Selbstverständlich sollte man in einem Selbstverteidigungskurs Techniken wie Fingerstiche zum Auge oder Kniestöße in die empfindlichen Weichteile mit entsprechender Schutzausrüstung üben lassen. Darüber hinaus müssen aber auch die Teilnehmerinnen eines Frauen-Selbstverteidigungskurses lernen, durch Schlagtechnik und Körpermechanik den wohl größten und relativ am einfachsten zu treffenden „Vitalpunkt“ des Angreifers anzusteuern, den Kopf. Bei all den vielen im Internet propagierten Geheimtechniken und Nervendruckpunkten wird nämlich schnell mal vergessen, dass bei mit entsprechender Körpermechanik zum Kopf ausgeführten Schlägen immer noch die höchste Erfolgswahrscheinlichkeit gegeben ist, einen Angreifer wirksam zu treffen und gegebenenfalls bewusstlos zu schlagen.

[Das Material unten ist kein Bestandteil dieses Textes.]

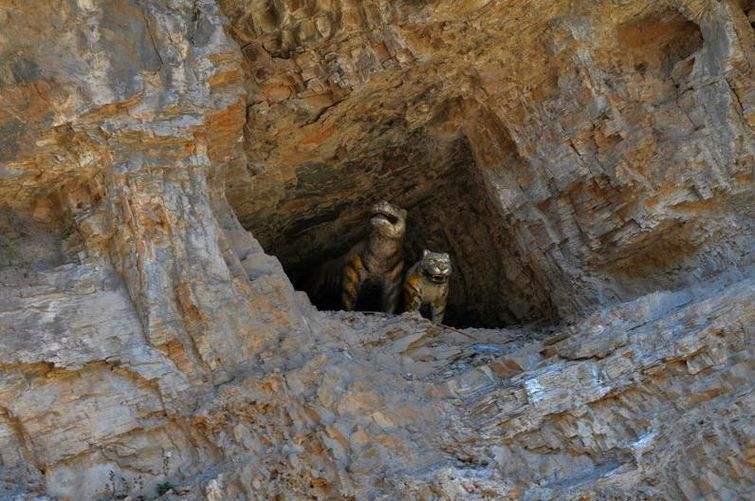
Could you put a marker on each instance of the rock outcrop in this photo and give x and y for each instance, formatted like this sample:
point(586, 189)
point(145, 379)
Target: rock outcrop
point(169, 170)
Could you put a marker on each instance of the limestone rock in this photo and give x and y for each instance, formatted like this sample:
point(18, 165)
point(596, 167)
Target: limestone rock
point(169, 169)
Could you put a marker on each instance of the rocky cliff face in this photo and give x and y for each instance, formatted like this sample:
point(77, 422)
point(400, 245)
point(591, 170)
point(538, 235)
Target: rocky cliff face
point(170, 169)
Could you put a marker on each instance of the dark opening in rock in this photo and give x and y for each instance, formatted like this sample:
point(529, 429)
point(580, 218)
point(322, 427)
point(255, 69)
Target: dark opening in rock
point(326, 211)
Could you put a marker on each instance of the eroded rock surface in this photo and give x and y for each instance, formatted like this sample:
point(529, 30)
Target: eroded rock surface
point(587, 164)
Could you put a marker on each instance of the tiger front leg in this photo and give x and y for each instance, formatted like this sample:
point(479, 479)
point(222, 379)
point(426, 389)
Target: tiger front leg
point(352, 282)
point(438, 309)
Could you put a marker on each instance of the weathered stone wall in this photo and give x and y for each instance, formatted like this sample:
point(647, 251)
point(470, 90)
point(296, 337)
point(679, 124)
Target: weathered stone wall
point(587, 162)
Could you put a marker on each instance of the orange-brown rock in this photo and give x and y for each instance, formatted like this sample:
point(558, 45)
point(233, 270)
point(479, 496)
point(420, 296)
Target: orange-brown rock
point(170, 169)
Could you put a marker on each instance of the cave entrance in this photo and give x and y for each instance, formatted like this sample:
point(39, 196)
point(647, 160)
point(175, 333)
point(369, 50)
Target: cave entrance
point(326, 211)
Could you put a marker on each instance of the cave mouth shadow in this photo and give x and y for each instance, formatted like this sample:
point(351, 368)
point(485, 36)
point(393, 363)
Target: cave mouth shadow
point(448, 210)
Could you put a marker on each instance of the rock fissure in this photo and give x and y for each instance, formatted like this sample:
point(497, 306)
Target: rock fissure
point(170, 171)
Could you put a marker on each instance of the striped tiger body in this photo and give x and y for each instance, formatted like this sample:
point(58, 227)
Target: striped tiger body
point(426, 285)
point(378, 260)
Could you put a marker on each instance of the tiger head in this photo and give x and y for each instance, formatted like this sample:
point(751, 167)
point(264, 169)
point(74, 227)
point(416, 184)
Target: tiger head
point(388, 220)
point(436, 266)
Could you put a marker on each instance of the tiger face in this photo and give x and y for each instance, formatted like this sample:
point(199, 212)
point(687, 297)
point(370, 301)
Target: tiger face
point(388, 220)
point(436, 266)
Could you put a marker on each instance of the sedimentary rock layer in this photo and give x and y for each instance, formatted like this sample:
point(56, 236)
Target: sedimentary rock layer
point(168, 169)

Wie man sieht, kommt es vor allem darauf an, den Trainierenden im Rahmen eines in sich schlüssigen Selbstschutzkonzeptes stets mehrere Alternativen an die Hand zu geben, mittels derer eine reale Bedrohungssituation auf der Straße wirksam entschärft werden kann. Der Trainer hat hierbei einerseits die Aufgabe, die Fähigkeiten der Schüler unter Berücksichtigung von deren individuellen Voraussetzungen Schritt für Schritt zu verbessern, um das Selbstvertrauen seiner Schützlinge auf diesem Wege zu stärken. Zugleich sollte ein guter Ausbilder aber auch darauf achten, keine unrealistischen Erwartungen bei den Trainierenden zu wecken, da das so aufgebaute „Kartenhaus“ im Falle eines realen Angriffs allzu schnell in sich zusammenfallen könnte. Regelmäßiges Training mit Entwicklung einer entsprechenden Fitness, ausreichend Sparring mit progressiver Erweiterung der Komfortzone des Einzelnen sowie der Aufbau eines gesunden aber nicht übertriebenen Selbstvertrauens sollten die Eckpfeiler eines funktionalen Selbstschutzsystems darstellen, oder um es mit den Worten von Bernhard Lang, dem Gründer des Urban Survival-Selbstschutzkonzeptes zu sagen: You get what you train for, not what you wish.

In diesem Sinne Euch allen viel Spaß beim Training und bis bald!